O degelo no Ártico, intensificado pelas mudanças climáticas, não apenas não facilita a navegação comercial entre Europa e Ásia, como também torna essa travessia mais perigosa. Contrariando a crença popular, um estudo divulgado nesta quinta-feira, 11, revela que a Passagem do Noroeste, apesar de teoricamente reduzir a distância em cerca de 7.000 km devido à redução da camada de gelo, na prática apresenta riscos significativos devido à natureza do gelo.
A Passagem do Noroeste, que esteve intransitável por um século, gera interesse porque poderia teoricamente encurtar as rotas comerciais. No entanto, o estudo publicado na revista Communications Earth and Environment, liderado por Alison Cook, especialista da Associação Escocesa para as Ciências Marinhas, aponta que a realidade é quase o oposto do esperado. “Descobrimos que, na verdade, acontece quase o contrário”, explicou Cook à AFP.
De acordo com os resultados da pesquisa, o número de semanas anuais em que uma embarcação pode navegar com segurança pela Passagem do Noroeste diminuiu entre 2007 e 2021. Isso ocorre porque, embora a camada de gelo esteja diminuindo, o gelo mais antigo e espesso está se deslocando mais para o sul, criando gargalos perigosos.
Esses pedaços de gelo mais antigos e espessos representam um risco maior para as embarcações em comparação com as formações de gelo mais recentes, que são mais finas. Além dos riscos diretos apresentados pelo gelo, outros fatores complicam a travessia, como a falta de infraestrutura, a distância remota, a elevação do fundo do mar e os estreitos labirínticos.

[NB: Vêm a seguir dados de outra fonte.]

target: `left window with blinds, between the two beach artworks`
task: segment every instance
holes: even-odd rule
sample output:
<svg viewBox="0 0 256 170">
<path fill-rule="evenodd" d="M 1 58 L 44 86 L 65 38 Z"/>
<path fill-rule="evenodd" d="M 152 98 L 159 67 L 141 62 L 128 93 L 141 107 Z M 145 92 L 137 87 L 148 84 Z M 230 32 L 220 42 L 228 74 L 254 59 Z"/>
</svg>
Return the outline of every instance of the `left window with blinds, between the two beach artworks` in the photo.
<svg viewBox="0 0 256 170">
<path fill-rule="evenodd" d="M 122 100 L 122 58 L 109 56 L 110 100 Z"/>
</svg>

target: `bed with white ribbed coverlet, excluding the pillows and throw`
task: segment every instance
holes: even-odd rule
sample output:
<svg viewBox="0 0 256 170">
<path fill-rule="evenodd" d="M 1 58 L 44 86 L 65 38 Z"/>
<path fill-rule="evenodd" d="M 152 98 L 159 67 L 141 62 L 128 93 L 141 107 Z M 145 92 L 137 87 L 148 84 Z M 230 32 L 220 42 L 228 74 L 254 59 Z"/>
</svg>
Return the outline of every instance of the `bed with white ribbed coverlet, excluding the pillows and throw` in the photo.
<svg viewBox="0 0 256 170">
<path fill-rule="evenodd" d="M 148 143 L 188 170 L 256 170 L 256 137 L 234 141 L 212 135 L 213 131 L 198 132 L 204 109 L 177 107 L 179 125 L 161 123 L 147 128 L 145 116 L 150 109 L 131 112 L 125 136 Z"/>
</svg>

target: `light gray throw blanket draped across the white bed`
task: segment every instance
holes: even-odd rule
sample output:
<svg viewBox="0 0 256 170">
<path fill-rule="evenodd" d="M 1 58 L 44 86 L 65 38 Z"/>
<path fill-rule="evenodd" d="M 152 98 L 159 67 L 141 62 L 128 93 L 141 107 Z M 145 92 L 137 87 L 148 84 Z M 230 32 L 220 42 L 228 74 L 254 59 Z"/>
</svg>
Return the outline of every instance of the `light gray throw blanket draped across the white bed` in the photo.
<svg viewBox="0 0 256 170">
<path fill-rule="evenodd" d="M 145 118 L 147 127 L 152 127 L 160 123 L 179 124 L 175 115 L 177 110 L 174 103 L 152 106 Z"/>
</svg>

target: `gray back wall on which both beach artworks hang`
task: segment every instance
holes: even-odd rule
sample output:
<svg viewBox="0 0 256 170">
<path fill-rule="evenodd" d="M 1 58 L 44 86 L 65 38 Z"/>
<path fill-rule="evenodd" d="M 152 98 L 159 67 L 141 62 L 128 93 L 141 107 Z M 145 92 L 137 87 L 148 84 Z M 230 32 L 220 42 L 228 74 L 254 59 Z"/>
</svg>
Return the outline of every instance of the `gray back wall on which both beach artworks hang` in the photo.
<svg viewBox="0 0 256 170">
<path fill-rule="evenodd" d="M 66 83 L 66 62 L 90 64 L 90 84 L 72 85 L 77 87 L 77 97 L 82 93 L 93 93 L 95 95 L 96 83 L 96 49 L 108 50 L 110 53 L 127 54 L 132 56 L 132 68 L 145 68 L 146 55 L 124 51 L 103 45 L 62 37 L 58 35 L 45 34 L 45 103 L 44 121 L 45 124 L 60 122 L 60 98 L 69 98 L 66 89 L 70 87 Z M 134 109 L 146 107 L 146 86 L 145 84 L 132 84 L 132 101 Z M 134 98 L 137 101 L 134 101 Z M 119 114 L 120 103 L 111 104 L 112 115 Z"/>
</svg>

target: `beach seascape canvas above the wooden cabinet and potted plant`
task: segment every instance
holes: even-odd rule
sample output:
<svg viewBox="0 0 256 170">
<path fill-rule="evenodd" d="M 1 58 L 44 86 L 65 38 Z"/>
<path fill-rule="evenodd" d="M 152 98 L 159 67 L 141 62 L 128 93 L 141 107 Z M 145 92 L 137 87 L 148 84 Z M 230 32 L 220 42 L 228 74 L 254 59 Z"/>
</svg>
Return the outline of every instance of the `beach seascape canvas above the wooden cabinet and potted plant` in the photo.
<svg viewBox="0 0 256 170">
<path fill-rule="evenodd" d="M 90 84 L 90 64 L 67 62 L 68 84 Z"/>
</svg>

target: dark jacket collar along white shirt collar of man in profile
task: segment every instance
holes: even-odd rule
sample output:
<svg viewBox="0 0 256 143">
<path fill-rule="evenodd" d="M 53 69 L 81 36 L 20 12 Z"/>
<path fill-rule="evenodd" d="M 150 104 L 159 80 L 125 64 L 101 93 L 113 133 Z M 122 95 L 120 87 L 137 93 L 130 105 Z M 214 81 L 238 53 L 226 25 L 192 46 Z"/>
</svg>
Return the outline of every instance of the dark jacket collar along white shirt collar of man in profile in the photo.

Historicamente, a Passagem do Noroeste tem sido um desafio significativo para a navegação. Em 1845, a expedição do britânico John Franklin terminou em tragédia, com a perda total de suas duas embarcações. Somente em 1906, o norueguês Roald Amundsen conseguiu concluir a travessia pela primeira vez.
Nos últimos anos, o número de embarcações que se aventuram pela Passagem do Noroeste tem aumentado, embora ainda seja um número relativamente pequeno. De acordo com o Conselho do Ártico, o número de embarcações passou de 112 em 2013 para 160 em 2019, incluindo cargueiros, barcos de pesca, barcos de corrida e até um transatlântico com mil passageiros.
Um estudo de 2021 previu que a Passagem do Noroeste poderia se tornar navegável durante parte do ano se as temperaturas globais aumentassem em 2°C acima dos níveis pré-industriais. Contudo, isso ainda está longe de se tornar uma realidade, conforme o gelo mais antigo e espesso continua a se acumular na passagem, criando desafios contínuos para a navegação.
“Esse gelo mais antigo e espesso estará presente por muitos anos”, estimou Alison Cook. “Está mais para uma advertência”, acrescentou, observando que o número de viagens através do Ártico canadense quadruplicou desde 1990. O aumento do degelo, em vez de facilitar a navegação, torna a passagem mais perigosa e complexa, desafiando as expectativas iniciais.
As mudanças climáticas continuam a transformar as dinâmicas do Ártico de maneiras imprevisíveis, impactando tanto o meio ambiente quanto as atividades humanas na região. A navegação comercial entre a Europa e a Ásia, que poderia se beneficiar de uma rota mais curta, enfrenta desafios significativos devido às características do gelo remanescente e às condições geográficas adversas.
Este cenário destaca a necessidade de um planejamento cuidadoso e de investimentos em infraestrutura para mitigar os riscos associados à navegação na Passagem do Noroeste. Além disso, reforça a importância de uma abordagem global coordenada para enfrentar os impactos das mudanças climáticas, que afetam de maneira abrangente diversos setores da economia e do meio ambiente.
A expectativa de que o degelo do Ártico pudesse abrir novas oportunidades de navegação deve ser equilibrada com uma compreensão clara dos desafios e riscos envolvidos. A preservação da segurança e a minimização dos impactos ambientais negativos devem ser prioridades ao considerar a expansão das rotas comerciais através de regiões sensíveis e em transformação como o Ártico.
Enquanto a comunidade científica e as autoridades de navegação continuam a estudar e monitorar as mudanças na região, as descobertas atuais servem como um lembrete das complexidades e incertezas que acompanham as transformações climáticas globais. A adaptação e a resiliência serão essenciais para enfrentar os desafios futuros e aproveitar as oportunidades de maneira sustentável e segura.